Beesd · 05/03/2026 14:26

ForTipsyFinch · 05/03/2026 12:25

This abusive partner comparison is fascinating from a sociological perspective, and very close to how we understand algorithms to work.

Apologies if this is your area of work/study etc! Just wanted to say your instincts are incredibly accurate here.

In terms of online dating more generally, I don’t really think it serves anyone, least of all women.

I'm a scientist, but not a social one, although I work on AI tangentially, I just find this area fascinating. I find it twisted that people monetise our desire to find a partner by using manipulation techniques know to make people addicted. (See also: other social media, betting industry).

Plasticdreams · 05/03/2026 15:26

@Ffobele I met both on bumble under the incognito setting. The benefit is you aren’t out there for anyone to see. You swipe right and if they like you back, you’re matched. All very discreet. I set the filter to the highest education level and it seems to filter out the riff raff 😂

IberianLynx · 05/03/2026 19:45

It’s not true that men are literally only interested in sex and having someone cook/clean for them! I have men in my life that are definitely interested in love, friendship and a caring relationship and they say that (talking about brother and sons). If I had only experienced men via dating apps I would definitely believe that they were awful though as my experience has been very much like the OPs.
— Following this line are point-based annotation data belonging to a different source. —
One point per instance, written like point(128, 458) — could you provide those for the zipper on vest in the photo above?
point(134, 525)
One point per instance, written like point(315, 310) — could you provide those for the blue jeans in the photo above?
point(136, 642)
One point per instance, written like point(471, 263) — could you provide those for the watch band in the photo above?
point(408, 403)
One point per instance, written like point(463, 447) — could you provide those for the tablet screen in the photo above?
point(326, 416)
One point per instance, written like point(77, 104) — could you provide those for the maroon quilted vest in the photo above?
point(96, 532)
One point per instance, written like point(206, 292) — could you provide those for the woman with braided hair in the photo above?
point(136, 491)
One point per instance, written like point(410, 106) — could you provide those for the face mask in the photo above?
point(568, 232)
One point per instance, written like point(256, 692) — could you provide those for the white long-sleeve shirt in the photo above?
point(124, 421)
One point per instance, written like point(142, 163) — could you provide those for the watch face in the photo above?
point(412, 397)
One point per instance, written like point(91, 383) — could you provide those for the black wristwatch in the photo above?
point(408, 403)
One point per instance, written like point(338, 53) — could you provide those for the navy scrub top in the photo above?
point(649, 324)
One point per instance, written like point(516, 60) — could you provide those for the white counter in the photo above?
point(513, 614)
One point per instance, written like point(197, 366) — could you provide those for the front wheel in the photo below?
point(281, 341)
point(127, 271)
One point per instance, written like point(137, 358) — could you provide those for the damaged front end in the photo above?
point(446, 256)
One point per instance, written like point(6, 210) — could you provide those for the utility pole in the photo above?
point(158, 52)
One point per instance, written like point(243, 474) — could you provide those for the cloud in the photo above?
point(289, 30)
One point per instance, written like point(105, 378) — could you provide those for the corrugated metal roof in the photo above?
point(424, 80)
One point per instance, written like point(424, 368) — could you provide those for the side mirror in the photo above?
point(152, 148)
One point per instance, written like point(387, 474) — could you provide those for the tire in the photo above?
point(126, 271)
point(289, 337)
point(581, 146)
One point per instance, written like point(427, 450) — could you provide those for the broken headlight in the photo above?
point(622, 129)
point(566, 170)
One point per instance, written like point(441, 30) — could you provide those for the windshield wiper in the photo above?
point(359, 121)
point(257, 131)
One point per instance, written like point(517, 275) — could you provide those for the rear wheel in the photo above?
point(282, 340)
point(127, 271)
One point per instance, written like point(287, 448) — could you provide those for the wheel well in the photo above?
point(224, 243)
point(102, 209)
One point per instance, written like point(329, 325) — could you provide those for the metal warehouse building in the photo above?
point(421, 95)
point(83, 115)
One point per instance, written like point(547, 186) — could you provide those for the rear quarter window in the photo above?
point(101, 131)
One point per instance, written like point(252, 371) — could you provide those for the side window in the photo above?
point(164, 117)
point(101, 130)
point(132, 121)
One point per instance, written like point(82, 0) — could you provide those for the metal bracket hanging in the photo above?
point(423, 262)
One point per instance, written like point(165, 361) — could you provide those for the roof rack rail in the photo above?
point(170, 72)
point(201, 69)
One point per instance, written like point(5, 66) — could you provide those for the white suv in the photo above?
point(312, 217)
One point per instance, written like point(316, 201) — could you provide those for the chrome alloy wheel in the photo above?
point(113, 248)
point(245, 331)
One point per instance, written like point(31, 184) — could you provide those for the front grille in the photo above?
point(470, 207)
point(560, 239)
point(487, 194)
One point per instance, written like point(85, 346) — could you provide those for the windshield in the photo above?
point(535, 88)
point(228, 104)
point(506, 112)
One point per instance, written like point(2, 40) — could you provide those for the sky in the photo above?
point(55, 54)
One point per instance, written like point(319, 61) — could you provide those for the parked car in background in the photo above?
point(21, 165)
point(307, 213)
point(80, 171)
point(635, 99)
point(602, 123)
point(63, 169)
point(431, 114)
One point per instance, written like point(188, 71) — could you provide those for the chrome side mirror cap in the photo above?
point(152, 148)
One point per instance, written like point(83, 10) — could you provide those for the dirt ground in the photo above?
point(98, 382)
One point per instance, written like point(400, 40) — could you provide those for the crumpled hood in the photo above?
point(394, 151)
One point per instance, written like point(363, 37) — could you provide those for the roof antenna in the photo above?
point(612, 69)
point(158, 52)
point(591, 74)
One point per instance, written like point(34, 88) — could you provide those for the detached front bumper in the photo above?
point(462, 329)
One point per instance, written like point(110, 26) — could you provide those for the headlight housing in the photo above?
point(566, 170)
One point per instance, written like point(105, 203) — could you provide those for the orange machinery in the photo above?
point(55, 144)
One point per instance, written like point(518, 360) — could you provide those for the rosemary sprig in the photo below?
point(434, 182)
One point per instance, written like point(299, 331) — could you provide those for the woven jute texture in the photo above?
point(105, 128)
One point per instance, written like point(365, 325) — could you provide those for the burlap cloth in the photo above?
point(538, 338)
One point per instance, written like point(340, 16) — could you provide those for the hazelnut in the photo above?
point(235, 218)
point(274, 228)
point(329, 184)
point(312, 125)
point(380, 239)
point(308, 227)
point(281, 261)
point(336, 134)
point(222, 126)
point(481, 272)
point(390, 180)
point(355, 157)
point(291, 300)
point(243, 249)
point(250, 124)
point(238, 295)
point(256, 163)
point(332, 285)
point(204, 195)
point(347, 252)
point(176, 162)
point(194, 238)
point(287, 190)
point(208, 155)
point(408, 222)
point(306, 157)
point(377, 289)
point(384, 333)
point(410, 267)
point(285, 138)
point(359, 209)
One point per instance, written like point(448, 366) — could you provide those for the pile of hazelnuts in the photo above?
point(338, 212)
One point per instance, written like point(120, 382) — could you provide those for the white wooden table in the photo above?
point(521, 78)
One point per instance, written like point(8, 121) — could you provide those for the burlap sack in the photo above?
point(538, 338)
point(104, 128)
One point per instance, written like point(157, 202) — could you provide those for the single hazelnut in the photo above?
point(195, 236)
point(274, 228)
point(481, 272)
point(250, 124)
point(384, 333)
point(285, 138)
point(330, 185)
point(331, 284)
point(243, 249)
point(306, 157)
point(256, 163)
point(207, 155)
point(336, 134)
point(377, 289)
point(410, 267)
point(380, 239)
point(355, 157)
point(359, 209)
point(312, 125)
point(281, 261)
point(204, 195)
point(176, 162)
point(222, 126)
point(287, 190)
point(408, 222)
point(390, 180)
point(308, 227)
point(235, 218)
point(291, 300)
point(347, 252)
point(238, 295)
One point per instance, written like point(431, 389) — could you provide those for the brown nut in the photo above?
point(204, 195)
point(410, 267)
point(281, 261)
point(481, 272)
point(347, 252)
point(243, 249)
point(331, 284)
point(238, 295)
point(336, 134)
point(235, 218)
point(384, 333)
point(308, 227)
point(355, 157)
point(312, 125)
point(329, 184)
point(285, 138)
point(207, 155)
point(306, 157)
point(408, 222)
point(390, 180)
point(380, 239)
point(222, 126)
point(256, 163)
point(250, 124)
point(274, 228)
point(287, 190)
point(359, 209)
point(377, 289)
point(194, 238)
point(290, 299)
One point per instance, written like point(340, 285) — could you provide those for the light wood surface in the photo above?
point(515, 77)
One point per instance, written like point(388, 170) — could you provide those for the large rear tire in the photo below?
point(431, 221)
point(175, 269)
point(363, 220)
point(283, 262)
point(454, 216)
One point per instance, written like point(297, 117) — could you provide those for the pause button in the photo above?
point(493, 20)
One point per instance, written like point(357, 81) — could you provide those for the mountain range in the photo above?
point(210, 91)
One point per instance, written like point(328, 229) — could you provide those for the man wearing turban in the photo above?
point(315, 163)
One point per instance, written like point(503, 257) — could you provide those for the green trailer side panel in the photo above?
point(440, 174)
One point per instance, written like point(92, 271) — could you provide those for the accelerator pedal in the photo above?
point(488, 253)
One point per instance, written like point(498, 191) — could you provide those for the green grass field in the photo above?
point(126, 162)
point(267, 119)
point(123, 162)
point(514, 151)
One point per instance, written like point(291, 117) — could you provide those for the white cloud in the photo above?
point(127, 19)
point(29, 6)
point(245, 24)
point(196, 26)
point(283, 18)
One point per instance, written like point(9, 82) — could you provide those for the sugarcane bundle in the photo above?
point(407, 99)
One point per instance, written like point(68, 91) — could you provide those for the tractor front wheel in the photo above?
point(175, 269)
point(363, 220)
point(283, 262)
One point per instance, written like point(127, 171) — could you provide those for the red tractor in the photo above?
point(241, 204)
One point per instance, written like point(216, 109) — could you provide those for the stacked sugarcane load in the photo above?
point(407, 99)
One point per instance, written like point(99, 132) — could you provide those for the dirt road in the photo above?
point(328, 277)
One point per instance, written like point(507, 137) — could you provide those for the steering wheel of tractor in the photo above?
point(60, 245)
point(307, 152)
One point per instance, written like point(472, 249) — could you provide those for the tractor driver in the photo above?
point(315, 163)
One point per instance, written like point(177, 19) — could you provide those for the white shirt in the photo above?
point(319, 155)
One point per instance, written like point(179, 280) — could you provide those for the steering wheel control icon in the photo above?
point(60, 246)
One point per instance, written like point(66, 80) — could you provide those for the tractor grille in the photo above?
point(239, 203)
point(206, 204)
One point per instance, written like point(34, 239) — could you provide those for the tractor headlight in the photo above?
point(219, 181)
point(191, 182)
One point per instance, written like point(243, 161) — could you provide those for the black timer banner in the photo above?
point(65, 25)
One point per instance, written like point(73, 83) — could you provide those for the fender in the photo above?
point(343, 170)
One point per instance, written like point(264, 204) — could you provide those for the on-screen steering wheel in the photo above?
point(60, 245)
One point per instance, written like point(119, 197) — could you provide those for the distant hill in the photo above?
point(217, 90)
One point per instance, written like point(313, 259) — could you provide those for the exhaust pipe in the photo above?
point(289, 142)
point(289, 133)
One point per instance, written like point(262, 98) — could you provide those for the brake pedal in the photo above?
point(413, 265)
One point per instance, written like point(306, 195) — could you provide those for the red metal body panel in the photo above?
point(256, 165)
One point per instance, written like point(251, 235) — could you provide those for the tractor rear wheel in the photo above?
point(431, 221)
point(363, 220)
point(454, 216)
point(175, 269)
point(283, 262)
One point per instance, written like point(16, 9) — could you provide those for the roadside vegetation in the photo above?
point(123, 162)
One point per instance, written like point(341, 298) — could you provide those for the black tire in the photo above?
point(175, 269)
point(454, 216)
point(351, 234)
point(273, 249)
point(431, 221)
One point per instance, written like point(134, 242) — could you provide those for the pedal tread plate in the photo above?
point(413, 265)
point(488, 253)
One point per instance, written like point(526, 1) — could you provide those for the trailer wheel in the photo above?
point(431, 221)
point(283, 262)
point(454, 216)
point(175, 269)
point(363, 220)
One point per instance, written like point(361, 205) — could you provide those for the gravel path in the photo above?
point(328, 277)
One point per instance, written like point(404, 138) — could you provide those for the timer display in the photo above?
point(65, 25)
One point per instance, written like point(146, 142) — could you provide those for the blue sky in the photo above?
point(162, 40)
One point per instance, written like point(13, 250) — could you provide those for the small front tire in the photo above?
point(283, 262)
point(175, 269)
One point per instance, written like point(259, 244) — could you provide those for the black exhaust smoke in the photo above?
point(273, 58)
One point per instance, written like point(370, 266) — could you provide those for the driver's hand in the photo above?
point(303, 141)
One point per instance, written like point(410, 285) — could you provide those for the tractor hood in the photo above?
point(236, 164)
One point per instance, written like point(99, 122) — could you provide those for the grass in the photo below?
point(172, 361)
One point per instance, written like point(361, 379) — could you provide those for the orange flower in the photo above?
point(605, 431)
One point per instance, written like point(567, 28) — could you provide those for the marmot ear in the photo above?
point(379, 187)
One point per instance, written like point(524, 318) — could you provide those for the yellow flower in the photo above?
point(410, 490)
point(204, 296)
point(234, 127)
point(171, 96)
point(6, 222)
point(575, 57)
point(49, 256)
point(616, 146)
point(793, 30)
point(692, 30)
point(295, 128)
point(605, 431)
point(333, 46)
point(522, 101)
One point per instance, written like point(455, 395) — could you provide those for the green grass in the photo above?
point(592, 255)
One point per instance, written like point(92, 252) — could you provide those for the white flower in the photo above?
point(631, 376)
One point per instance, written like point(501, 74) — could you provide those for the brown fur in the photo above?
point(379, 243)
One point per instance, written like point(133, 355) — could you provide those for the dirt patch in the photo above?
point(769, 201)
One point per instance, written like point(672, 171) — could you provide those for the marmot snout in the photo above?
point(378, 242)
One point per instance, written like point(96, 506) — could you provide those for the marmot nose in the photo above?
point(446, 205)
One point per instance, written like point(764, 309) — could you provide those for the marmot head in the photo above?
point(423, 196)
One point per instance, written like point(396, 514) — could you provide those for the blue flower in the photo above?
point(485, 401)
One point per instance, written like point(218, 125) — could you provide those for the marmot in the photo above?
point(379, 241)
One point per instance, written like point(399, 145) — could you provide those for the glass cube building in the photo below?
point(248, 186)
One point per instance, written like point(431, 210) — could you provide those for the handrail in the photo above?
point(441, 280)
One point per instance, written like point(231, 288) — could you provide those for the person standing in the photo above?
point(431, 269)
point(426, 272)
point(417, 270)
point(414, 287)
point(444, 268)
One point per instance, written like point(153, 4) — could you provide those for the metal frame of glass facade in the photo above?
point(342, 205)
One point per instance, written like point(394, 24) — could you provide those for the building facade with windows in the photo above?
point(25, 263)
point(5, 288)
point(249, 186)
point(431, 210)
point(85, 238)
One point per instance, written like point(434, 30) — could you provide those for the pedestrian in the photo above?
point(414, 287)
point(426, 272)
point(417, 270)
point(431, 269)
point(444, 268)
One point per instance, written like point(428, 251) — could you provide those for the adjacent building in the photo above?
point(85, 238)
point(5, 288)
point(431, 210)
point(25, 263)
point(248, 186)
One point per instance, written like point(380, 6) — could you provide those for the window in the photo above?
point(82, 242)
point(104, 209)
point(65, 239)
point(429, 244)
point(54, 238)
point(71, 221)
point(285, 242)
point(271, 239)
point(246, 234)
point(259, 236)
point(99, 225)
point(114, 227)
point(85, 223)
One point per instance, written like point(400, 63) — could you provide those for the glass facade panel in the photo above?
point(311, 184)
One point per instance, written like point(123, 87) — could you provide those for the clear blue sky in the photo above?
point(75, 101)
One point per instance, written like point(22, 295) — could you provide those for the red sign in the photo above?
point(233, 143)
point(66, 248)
Yes, I’m interested in sex BUT I do not want to engage in sex talk with some bloke that I’ve never met in person and probably wouldn’t be interested in if I did. These men are just disrespectful and grim, I much prefer being single to scrapping the bottom of that barrel.

EBearhug · 05/03/2026 22:29

Women need to realise that men are not like us! They want sex.

I'm a woman. I want sex. I've already got lots of friends. I don't really want to spend weeks getting to know someone and then find out they're crap in bed.

I would prefer not to have sex with someone with ED, either, which is a risk at our age. It's one thing if you've had a long relationship already, but frankly, I want a decent erection at the start, even if it doesn't last forever.

There are decent men out there, but you do have to look through a lot of the haystack before you get to the needle.